Modular Multi-Rotors: From Quadrotors to Fully-Actuated Aerial Vehicles

Traditional aerial vehicles have specific characteristics to perform specific tasks. For instance, in aerial transportation, the vehicles are limited with a maximum payload that cannot be extended to transport heavier objects. We propose a versatile modular robotic system that can increase its payload and controllable degrees of freedom by reconfiguring heterogeneous modules; we call it H-ModQuad. The system consists of cuboid modules, propelled by quadrotors with tilted propellers that can generate forces in different directions. We present two module designs with different actuation properties that enhance the capabilities of the assembled robot. By assembling different types of modules, H-ModQuad can increase its controllable degrees of freedom from 4 to 5 and 6 depending on its configuration. We model the modular vehicle and propose a general control strategy for all possible numbers of controllable degrees of freedom. We extend the concept of the actuation ellipsoid to find the best reference orientation that can maximize the performance of the structure. Our approach is validated with experiments using actual robots, showing that the structure can perform independent actuation for rotation and translation.

Non-Prehensile Manipulation of Cuboid Objects Using a Catenary Robot

Transporting objects using quadrotors with cables has been widely studied in the literature. However, most of those approaches assume that the cables are previously attached to the load by human intervention. In tasks where multiple objects need to be moved, the efficiency of the robotic system is constrained by the requirement of manual labor. Our approach uses a non-stretchable cable connected to two quadrotors, which we call the catenary robot, that fully automates the transportation task. Using the cable, we can roll and drag the cuboid object (box) on planar surfaces. Depending on the surface type, we choose the proper action, dragging for low friction, and rolling for high friction. Therefore, the transportation process does not require any human intervention as we use the cable to interact with the box without requiring fastening. We validate our control design in simulation and with actual robots, where we show them rolling and dragging boxes to track desired trajectories.
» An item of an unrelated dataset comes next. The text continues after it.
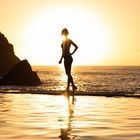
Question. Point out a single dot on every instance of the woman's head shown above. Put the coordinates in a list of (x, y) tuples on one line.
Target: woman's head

H-ModQuad: Modular Multi-Rotors with 4, 5, and 6 Controllable DOF

Traditional aerial vehicles are usually custom-designed for specific tasks. Although they offer an efficient solution, they are not always able to adapt to changes in the task specification, e.g., increasing the payload. This applies to quadrotors, having a maximum payload and only four controllable degrees of freedom, limiting their adaptability to the task's variations. We propose a versatile modular robotic system that can increase its payload and degrees of freedom by assembling heterogeneous modules; we call it H-ModQuad. It consists of cuboid modules propelled by quadrotors with tilted propellers that can generate forces in different directions. By connecting different types of modules, an H-ModQuad can increase its controllable degrees of freedom from 4 to 5 and 6. We model the general structure and propose three controllers, one for each number of controllable degrees of freedom. We extend the concept of the actuation ellipsoid to find the best reference orientation that can maximize the performance of the structure. Our approach is validated with experiments using actual robots, showing the independence of the translation and orientation of a structure.